Technical details-Reliable ICF homes
The best possible and most durable insulation
ICF (Insulated Concrete Formwork) buildings have a very high thermal resistance of R-19 (US) as against R1-2 for conventional buildings of concrete, fly ash/ red bricks or AAC Blocks and thus 10-19 times less carbon footprints than conventional structures.
Since the openings like doors and windows are built into the formwork and concrete is poured for a whole floor in one go, there are no air leakages from these perfect plumb openings (provided the door and windows are fitted properly) and air change ratio per hour of 8-9 for conventional buildings under 50 Pascal air pressure can be brought down to 0.5-0.8, thus providing a perfect air tight (15 times better) containment of interior ambience and hence much lower energy consumption in HVAC. The net result is an operating energy consumption for HVAC being up to 80% less.
For the most easily built structures
The concrete cast inside the ICF retains the mix water as well as the heat of hydrogenation from the cement-water reaction, resulting in adiabatic (at constant temperature and pressure) curing of the concrete, and giving you the benefit of practically zero water consumption at site. The ICF blocks being modular and factory shaped to exact sizes, their procurement along with concrete can be planned exactly minimizing site wastage. The lightweight, interlocking ICF blocks make the site creation of formwork for concrete into “child’s play” literally, doubling (could be much more) the overall speed of construction and thereby expenditure on these resources of time and manpower.
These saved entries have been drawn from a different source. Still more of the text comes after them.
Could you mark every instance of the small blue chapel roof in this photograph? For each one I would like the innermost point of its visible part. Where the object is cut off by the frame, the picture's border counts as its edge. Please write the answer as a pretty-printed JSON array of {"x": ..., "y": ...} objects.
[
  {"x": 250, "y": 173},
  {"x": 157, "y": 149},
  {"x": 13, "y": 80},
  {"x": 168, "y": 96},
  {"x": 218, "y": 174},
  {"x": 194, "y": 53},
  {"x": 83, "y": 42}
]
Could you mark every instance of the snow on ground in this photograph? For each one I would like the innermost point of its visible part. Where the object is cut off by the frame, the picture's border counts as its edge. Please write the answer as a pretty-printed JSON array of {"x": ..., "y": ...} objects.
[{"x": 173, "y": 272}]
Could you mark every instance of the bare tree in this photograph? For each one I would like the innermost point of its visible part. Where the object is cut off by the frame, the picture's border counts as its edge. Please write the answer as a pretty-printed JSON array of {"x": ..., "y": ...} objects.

The fastest, most durable, and easily perfected method of construction
The perfectly straight walls with perfect geometrical openings and zero thermal bridge floorings and lintels ensure resource conservation in claddings, door-window materials, sealants etc. and contribute to the overall aesthetics of the building for a lifetime as the thermally stable exterior does not undergo the daily cycle of expansion & contraction which leads to thermal stress cracks in the facade and waterproofing layers.